CHICAGO - The latest fad in the world of mall medicine -- full-body CT screening -- provides useful information only about half the time, and even then the results are only as good as the costly follow-up care required.
Yet, some radiologists say the high-priced testing, which is not covered by insurance, is really the 21st century answer to the corner doctor.
Those conflicting opinions represent just the tip of the iceberg in a dispute that is dividing medical experts, according to Dr. Max Rosen, assistant professor of radiology at Harvard Medical School and chief operating officer/medical director at BeWell Body Scan in Boston, MA.
Full-body CT screening is widely promoted in radio and newspaper advertisements as a way to detect potential health problems -- especially cancers or heart disease -- well before symptoms appear. Critics, however, say that rather than offering a clean bill of health, the scan actually opens the door for false-positive findings and additional unnecessary tests, or even exploratory surgeries.
And in three states the controversy has resulted in new laws: New York, Pennsylvania and Texas ban walk-in full-body CT scans. “In New York, patients must have a referral from a physician,” said Dr. Hedvig Hricak, chairman of radiology at the Memorial Sloan-Kettering Cancer Center in New York City. Moreover, she said that New York law requires that “a radiologist be onsite at the CT center.”
At this week's RSNA meeting, Rosen presented a marketing survey of people living in the Boston area that assessed attitudes about full-body CT screening.
He said that 450 people who answered questions in a random telephone survey conducted in September 2001 initially had no opinion about full-body CT. “But after an explanation of what full-body CT is, 82% said they were interested in it,” Rosen said. And 72% said they liked the “idea that they could go over results with a radiologist.”
Rosen also presented additional data on 310 people who have had full-body CT at his center since it opened. He said that many people seek out full-body CT because “they are interested in making a lifestyle change and want to find out more about their own health.”

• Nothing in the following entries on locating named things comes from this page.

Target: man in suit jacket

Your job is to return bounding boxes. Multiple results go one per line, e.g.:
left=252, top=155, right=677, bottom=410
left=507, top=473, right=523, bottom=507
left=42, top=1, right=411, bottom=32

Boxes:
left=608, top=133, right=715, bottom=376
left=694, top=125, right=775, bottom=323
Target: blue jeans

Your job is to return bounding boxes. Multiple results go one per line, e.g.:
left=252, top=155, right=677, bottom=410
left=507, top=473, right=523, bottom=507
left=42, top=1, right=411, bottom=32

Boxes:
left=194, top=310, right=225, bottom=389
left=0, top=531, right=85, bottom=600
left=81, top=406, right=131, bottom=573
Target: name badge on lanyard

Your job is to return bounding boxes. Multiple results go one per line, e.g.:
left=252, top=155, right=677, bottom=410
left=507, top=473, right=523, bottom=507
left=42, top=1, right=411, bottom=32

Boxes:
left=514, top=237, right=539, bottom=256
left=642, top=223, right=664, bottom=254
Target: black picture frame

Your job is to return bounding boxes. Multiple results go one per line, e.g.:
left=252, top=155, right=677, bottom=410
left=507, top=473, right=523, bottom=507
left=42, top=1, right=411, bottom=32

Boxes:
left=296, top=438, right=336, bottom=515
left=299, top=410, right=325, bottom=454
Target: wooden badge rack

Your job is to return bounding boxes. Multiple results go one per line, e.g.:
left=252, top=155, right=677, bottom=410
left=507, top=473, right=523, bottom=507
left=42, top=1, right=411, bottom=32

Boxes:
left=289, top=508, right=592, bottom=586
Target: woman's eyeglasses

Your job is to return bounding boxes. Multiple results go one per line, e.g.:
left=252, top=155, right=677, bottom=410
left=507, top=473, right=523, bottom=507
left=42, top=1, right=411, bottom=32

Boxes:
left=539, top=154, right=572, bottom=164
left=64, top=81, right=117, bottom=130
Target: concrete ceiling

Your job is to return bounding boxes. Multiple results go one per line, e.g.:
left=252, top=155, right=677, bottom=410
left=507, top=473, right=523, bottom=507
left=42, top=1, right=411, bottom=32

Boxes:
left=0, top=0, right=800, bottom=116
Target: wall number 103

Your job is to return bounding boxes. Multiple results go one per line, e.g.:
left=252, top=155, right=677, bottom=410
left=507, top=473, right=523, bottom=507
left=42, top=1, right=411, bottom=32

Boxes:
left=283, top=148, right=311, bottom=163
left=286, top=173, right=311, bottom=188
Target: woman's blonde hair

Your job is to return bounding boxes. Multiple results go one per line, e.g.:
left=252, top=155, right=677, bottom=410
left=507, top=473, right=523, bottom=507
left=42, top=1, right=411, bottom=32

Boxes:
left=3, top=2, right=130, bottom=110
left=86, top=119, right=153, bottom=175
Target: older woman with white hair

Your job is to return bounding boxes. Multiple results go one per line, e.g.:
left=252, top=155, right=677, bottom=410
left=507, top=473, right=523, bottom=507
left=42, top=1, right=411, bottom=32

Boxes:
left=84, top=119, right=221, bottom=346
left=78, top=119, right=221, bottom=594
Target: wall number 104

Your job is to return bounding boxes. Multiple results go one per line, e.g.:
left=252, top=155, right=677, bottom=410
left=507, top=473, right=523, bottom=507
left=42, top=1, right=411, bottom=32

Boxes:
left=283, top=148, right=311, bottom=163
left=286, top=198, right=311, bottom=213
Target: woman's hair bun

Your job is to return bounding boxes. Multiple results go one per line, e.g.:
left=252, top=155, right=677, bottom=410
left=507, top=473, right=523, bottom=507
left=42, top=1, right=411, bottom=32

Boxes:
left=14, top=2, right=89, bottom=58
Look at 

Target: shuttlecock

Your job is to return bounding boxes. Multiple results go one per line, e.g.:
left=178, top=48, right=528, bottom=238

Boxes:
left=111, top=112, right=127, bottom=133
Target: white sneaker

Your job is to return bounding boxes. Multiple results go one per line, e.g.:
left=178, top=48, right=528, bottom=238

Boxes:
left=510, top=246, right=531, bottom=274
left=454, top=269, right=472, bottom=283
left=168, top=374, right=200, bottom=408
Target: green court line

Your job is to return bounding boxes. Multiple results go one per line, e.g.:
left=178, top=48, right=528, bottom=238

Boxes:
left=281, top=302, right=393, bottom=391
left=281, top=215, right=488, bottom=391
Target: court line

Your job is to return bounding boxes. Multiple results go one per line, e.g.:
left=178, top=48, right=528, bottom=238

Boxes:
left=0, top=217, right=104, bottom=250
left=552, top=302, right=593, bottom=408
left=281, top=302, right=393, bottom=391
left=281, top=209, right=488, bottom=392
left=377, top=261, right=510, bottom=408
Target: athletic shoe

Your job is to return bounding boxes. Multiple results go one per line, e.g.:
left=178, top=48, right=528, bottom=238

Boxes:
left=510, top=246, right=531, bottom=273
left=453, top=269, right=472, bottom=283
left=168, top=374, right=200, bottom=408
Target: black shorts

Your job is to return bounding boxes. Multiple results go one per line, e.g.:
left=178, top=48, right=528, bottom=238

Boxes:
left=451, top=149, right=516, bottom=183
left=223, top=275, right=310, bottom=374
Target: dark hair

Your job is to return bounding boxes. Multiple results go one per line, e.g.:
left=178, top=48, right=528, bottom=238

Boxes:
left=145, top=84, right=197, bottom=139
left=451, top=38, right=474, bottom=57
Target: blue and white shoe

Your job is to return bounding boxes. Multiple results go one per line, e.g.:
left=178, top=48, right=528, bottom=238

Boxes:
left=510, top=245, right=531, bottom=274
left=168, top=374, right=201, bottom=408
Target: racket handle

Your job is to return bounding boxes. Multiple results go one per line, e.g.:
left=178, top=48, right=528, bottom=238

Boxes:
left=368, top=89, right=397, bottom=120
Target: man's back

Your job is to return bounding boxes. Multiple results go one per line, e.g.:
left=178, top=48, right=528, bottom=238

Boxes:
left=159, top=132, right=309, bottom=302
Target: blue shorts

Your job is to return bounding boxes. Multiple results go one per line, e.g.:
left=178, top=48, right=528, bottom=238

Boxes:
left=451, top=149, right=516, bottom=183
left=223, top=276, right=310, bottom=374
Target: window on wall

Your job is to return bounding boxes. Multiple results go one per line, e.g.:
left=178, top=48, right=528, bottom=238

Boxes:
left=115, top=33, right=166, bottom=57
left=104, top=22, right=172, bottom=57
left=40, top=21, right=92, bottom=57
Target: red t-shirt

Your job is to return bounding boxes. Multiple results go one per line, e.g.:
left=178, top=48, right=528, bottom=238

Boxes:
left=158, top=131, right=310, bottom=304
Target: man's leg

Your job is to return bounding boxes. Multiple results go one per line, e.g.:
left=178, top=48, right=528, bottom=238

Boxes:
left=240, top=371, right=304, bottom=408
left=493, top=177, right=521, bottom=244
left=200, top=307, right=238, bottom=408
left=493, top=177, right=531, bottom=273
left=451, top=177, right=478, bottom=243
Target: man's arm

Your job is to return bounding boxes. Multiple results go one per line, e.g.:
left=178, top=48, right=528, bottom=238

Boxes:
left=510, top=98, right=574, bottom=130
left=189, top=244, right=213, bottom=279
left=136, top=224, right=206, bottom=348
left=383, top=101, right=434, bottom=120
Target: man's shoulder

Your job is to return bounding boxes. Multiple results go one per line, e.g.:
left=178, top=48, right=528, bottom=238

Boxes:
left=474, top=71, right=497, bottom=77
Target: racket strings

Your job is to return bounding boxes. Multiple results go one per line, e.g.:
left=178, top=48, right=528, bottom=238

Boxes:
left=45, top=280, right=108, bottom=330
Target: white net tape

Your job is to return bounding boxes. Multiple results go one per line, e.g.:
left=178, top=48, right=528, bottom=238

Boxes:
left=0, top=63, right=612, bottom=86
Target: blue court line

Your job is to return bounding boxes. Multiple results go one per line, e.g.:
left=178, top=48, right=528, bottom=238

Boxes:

But Dr. Giovanna Casola, professor of radiology and chief of body imaging at the University of California, San Diego, said that many people who self-refer to full-body CT are looking for false assurances.
She said the full-body CT fad actually started in California three years ago and was marketed with ads that told potential clients “you owe it to your loved ones.” At that time, she said, the emphasis was on the part of the procedure that tracks calcium build-up in blood vessels in the heart. These calcium deposits are considered markers for advanced heart disease. “So men with wives and children would have the scans as a way of ‘protecting’ the family,” said Casola.
She and her colleagues analyzed the results from almost 1,200 people who had scans done by a for-profit scanning center in Southern California. She said that 54% of the people received clean bills of health, 15% had abnormal but harmless findings, 25% had possible malignancies, and 1% had findings that strongly suggested cancer.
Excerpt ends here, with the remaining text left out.